31 Mayıs 2010 Pazartesi

kündem.

ne kadar enteresan bir milletiz. şahsen, israilin gemilere saldırısının tabii ki hitlere bağlanıyor olmasına şaşırmadım. yani bu 50 küsur yıldır olan bir şey. niye şaşırılıyor, onu da anlayamıyorum. "filistin" deyin, ikinci cümlede alman zulmü haklı kılınır, dandik gerekçeler bulunur. bu ülkede en yaygın laflardan biri  ermeni dölüyse, diğeri de yahudilerin hakkından hitlerin bile gelemediğidir. kendi faşizmiyle rötarlı tanışmak böyle bir şey olsa gerek. şaşmamamız gerekiyor artık. bunu yazdım diye de israiloğlu ilan edileceğim de yeni bir şey değil mesela. kısırdöngüler. kavgamı yalayıp yutan, masonluktan sabetaycılığa kadar tonla komplo teorisini bestseller yapan bir ülkeyiz, neye şaşıyoruz? yani yahudilerin gizli bir amacı yoksa en çok biz üzülücez resmen. çok belli kodlar, adeta açıl susam açıllar bunlar, adet yerini bulsun diye tekrarlanıyor. 11 eylülde de hiçbi yahudi işe gitmemişti hatırlarsanız. böyle bir şey yani. bir karıncalar, iki yahudiler. çok organize bir şekilde çalışıp sürekli biriktiren böcekler. bunu bile okudum ben.

aklı fikri yerinde olan kimse heralde yardım gemisine saldırılmasını mantıklı bulmayacaktır; ama şaşırmayacaktır da. tepkisiz kalmak değil bu. konu az buçuk diplomasi ise, misal, o israilli askere mektubu götürebilirlerdi. kapak olsun diye. yine bir şey değişmezdi ama diplomasi zaten bu demek.

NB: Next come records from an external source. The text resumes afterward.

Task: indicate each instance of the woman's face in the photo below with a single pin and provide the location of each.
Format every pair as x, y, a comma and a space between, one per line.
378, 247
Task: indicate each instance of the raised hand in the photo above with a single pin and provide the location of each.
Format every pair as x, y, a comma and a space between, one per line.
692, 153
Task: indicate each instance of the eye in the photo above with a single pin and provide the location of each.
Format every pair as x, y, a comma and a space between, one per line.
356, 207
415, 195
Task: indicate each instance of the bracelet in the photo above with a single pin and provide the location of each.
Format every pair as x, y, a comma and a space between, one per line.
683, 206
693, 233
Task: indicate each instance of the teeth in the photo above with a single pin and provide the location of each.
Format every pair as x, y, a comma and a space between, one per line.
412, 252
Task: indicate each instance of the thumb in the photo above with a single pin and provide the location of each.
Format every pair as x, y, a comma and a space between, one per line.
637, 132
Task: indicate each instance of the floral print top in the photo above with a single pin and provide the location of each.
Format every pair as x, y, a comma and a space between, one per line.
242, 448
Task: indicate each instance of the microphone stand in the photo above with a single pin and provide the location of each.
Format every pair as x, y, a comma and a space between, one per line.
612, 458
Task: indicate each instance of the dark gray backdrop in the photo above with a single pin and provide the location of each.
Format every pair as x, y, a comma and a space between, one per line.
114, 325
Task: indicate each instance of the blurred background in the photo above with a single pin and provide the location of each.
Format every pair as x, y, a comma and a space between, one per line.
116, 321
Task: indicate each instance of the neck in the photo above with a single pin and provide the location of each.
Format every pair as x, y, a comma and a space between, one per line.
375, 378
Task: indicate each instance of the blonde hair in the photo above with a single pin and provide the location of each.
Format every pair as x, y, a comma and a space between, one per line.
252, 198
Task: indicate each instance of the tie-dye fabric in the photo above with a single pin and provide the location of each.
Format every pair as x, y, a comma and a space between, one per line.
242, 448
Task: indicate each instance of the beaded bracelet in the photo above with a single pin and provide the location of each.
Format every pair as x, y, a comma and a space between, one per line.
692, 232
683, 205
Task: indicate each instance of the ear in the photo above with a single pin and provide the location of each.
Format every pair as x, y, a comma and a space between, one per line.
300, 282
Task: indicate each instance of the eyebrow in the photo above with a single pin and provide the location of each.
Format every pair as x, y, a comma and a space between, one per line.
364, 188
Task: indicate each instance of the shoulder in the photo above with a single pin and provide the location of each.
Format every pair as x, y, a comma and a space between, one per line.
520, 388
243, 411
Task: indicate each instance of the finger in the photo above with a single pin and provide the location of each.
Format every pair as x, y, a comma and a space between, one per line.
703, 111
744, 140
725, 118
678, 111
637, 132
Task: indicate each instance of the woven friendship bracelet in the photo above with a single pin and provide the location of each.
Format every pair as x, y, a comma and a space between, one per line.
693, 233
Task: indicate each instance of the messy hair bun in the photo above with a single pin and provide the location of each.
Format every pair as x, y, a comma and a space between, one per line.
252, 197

onun dışında, devletin faturasının milletlere kesilmesini doğru bulmuyorum, hele ki nesiller boyunca. yazmak zorunda kalmak yine tuhaf tabii; ama özetleyeyim dedim. işin komik tarafı, konu filistin olunca hitlere bayılan kesim, konu türk işçiler olunca "bunlar zaten yahudileri de sabun yaptı" diyebiliyor. birinin zulmünü diğerine tercih etmek zorunda olmadığımızı hala anlamadık. resmen pal sokağı çocukları gibiyiz. osmanlının son 200 yılındaki "taştan taşa atla, aman boka basma" düsturlu dış politikasını hatırlatıyor. tam da böyle günlerde insanların neden vicdani retçi olduğunu idrak etmeli aslında intikamkuşları. ama tabii ki olmuyor, olamıyor.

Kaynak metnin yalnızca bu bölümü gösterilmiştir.